而金都是货真价实的黄金,不过因为造价太高,大多法师会选择镀金装饰,水则是山上的清泉水,必须选用泉眼附近的活水,而且只能用桃木盒子装,因此取材运输非常困难,用料也格外珍惜。
而土就没那么多讲究了,只是荷花池底下的淤泥,火就是道士自己引来的天雷之火。
这五行都属纯阳,克制邪秽是再好不过,但也因为所需的材料太多,动辄百万之数,我也嫌麻烦,从来都没有运用过大阵,没想到这次还能开开眼,倒真是意外之喜。

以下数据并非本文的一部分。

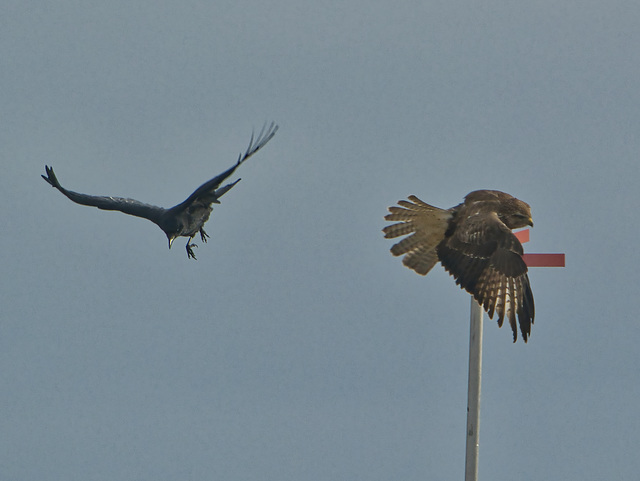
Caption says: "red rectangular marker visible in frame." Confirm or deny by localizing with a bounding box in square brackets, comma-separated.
[522, 254, 564, 267]
[513, 229, 529, 244]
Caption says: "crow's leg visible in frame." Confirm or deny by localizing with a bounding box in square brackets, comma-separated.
[186, 237, 198, 260]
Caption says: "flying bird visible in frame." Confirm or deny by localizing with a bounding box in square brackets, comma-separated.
[382, 190, 535, 342]
[42, 122, 278, 259]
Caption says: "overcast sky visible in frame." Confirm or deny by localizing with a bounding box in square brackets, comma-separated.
[0, 0, 640, 481]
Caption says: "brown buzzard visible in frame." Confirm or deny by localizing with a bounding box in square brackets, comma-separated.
[383, 190, 534, 342]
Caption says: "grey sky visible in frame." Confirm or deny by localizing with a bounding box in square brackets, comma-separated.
[0, 0, 640, 481]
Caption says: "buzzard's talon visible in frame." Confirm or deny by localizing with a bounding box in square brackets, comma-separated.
[187, 239, 198, 261]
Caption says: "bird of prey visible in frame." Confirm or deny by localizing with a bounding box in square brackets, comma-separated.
[383, 190, 534, 342]
[42, 122, 278, 259]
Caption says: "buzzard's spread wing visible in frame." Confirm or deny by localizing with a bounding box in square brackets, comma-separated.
[174, 122, 278, 209]
[42, 166, 165, 224]
[437, 209, 534, 342]
[382, 195, 452, 276]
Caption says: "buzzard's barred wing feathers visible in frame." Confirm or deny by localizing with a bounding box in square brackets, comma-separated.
[383, 195, 452, 276]
[383, 190, 535, 342]
[437, 212, 534, 342]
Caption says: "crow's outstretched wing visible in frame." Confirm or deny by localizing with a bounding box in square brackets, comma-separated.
[42, 166, 165, 224]
[437, 211, 535, 342]
[174, 122, 278, 209]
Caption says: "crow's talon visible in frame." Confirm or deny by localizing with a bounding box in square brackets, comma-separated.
[187, 240, 198, 260]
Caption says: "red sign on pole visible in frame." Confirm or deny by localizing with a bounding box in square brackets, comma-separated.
[514, 229, 564, 267]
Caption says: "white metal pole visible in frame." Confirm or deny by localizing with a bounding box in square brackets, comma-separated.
[464, 296, 483, 481]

我看着何老选的大阵位置,心生赞叹,怪不得能在特别调查处做到部长的位置,果然是有两把刷子,两个阵眼一个在深潭泉下,另一个在高山之巅,做的极其隐蔽,如果只是对付那些小虫子,几乎可以在瞬间将其绞杀,而且还不易引人发觉。
“你个瓜娃子身体好了,没事瞎溜达什么呢?”
何老不知什么时候已经站到我的身后,突然阴恻恻的吓了我一跳:“就剩仨月好活,还不赶紧吃喝玩乐,为别人的事瞎操什么心?”

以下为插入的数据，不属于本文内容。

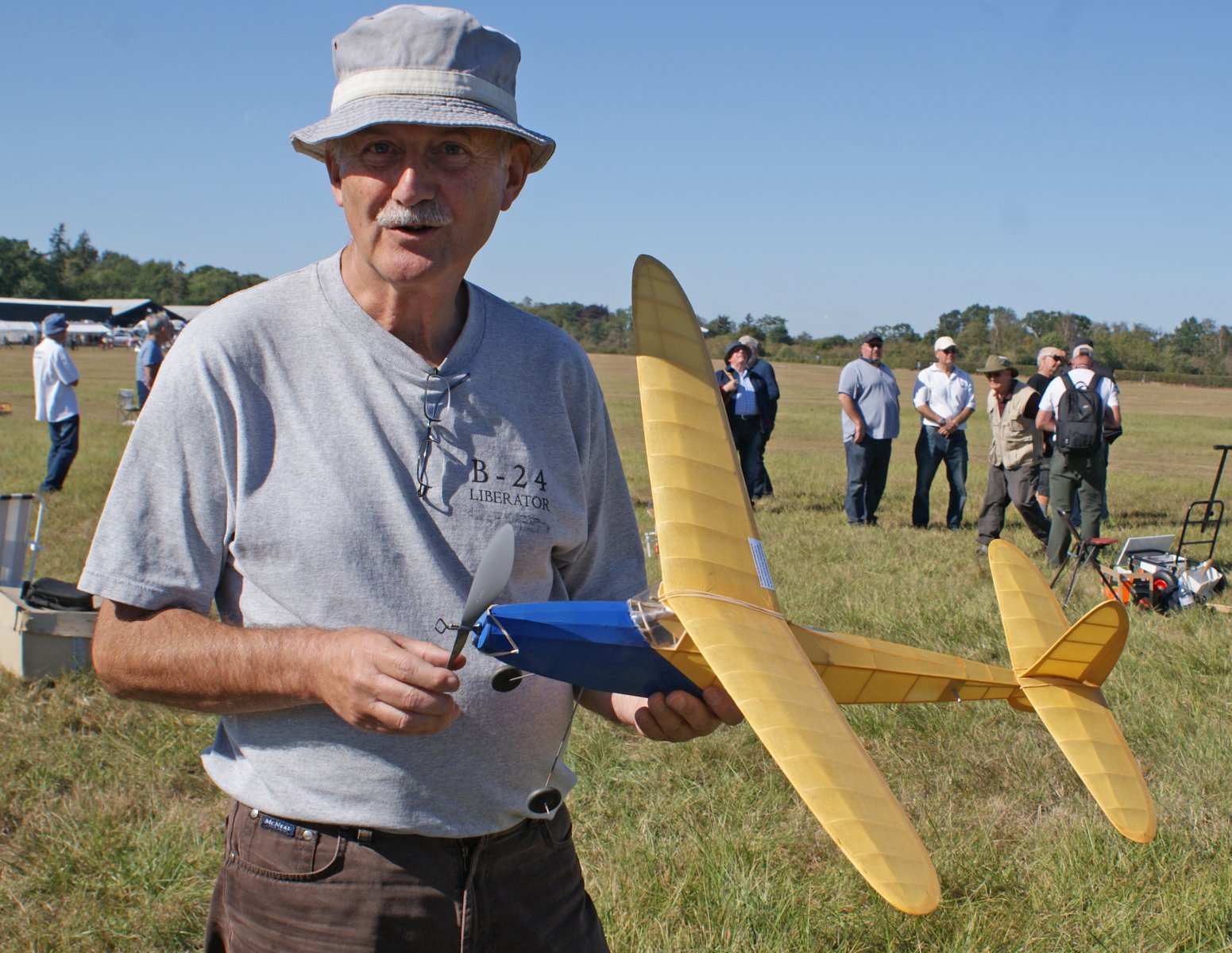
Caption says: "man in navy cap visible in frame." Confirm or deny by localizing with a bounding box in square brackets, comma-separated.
[34, 313, 81, 492]
[80, 6, 740, 953]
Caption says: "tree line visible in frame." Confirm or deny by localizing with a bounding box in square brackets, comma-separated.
[7, 224, 1232, 380]
[0, 223, 265, 304]
[516, 298, 1232, 380]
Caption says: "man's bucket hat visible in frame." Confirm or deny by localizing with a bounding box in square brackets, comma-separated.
[291, 5, 556, 172]
[975, 355, 1018, 376]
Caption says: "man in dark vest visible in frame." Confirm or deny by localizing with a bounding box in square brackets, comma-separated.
[975, 356, 1049, 553]
[1035, 345, 1121, 566]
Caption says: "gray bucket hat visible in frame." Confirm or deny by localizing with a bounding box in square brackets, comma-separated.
[291, 5, 556, 172]
[975, 355, 1018, 376]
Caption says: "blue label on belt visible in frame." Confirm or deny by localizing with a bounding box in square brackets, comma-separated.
[261, 814, 295, 837]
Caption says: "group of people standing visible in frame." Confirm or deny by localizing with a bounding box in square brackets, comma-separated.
[33, 311, 172, 494]
[838, 333, 1121, 566]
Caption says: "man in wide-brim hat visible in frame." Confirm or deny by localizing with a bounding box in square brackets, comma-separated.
[81, 6, 740, 951]
[975, 355, 1049, 553]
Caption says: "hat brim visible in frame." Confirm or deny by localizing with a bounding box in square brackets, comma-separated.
[291, 94, 556, 172]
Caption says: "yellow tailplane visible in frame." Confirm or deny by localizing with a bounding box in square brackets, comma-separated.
[988, 539, 1156, 843]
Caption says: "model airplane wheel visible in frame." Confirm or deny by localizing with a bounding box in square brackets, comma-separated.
[492, 667, 526, 692]
[526, 788, 564, 816]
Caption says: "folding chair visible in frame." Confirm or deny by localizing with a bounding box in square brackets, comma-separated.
[1049, 506, 1116, 607]
[0, 492, 43, 590]
[116, 390, 141, 425]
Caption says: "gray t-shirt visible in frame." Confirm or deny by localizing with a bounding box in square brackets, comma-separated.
[80, 255, 644, 837]
[838, 357, 898, 443]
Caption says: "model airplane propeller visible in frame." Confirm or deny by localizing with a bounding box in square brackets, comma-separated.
[436, 255, 1156, 913]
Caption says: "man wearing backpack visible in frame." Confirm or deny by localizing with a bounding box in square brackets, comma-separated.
[1035, 345, 1121, 566]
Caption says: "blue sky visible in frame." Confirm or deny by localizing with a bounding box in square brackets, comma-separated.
[0, 0, 1232, 336]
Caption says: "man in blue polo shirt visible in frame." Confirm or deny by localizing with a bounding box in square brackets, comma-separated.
[839, 334, 898, 526]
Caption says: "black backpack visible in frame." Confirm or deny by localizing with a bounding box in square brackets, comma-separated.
[1056, 372, 1104, 453]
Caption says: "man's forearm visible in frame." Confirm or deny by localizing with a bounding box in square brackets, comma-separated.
[92, 601, 330, 714]
[94, 602, 465, 735]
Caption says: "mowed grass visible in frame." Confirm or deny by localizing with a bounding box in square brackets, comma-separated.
[0, 349, 1232, 953]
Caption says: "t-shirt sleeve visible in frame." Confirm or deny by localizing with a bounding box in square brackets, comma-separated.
[1022, 393, 1040, 420]
[839, 365, 859, 400]
[79, 342, 238, 613]
[52, 347, 81, 387]
[1036, 378, 1064, 416]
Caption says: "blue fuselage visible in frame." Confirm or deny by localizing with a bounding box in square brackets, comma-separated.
[474, 602, 701, 697]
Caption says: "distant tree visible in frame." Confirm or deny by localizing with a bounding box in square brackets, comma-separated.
[868, 322, 921, 344]
[52, 231, 98, 298]
[80, 251, 141, 298]
[753, 314, 791, 344]
[0, 237, 60, 298]
[183, 264, 265, 304]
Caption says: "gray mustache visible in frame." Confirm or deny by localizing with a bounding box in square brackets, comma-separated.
[377, 199, 454, 228]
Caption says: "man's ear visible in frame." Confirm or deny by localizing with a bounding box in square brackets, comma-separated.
[500, 139, 531, 212]
[325, 141, 342, 208]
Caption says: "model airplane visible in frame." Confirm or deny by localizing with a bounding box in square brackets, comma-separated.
[458, 256, 1156, 913]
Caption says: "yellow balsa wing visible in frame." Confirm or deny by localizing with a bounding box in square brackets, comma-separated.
[988, 539, 1156, 843]
[633, 255, 778, 612]
[633, 256, 940, 913]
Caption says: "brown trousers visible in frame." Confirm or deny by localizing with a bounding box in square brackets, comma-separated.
[206, 801, 608, 953]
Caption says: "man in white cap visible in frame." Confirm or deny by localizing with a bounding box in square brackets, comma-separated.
[1035, 344, 1121, 566]
[912, 336, 975, 530]
[81, 6, 740, 951]
[34, 311, 81, 492]
[740, 334, 778, 500]
[137, 314, 172, 407]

“你不懂……”我沉默不语,仍旧低头摆弄着手里的东西。
按理来说幽冥殿早就应该浮出水面,如果他们跟黑寨勾结的话,不可能这么平安无事,我刚到苗疆的时候,那个傀儡送来的血书还历历在目,怎么可能几天都毫无动静。
“你体内真炁运行不畅,所以这阵就由你来守。”何老慢吞吞的说道:“我主攻!”
像这种大阵一般都有守阵和主攻之说,守阵者需要自身实力强硬,才能保持阵法稳固,而进攻者却要承担无数风险,一般都是最年轻或者地位最高的人担任,而何老如今已经快到花甲之年,我们这些做晚辈的怎么能让一个老人亲身上阵,岂不是显得道门无人。
“我主攻!”我义正言辞的说道:“主攻凭借的是咒术,对我身体无碍,更何况那群人竟然敢对我动手,我这么睚眦必报的人,肯定要把这个场子找补回来。”
何老原本是想据理力争,可是想到自己走路都发颤的身体,还是长叹了口气,沉默不语。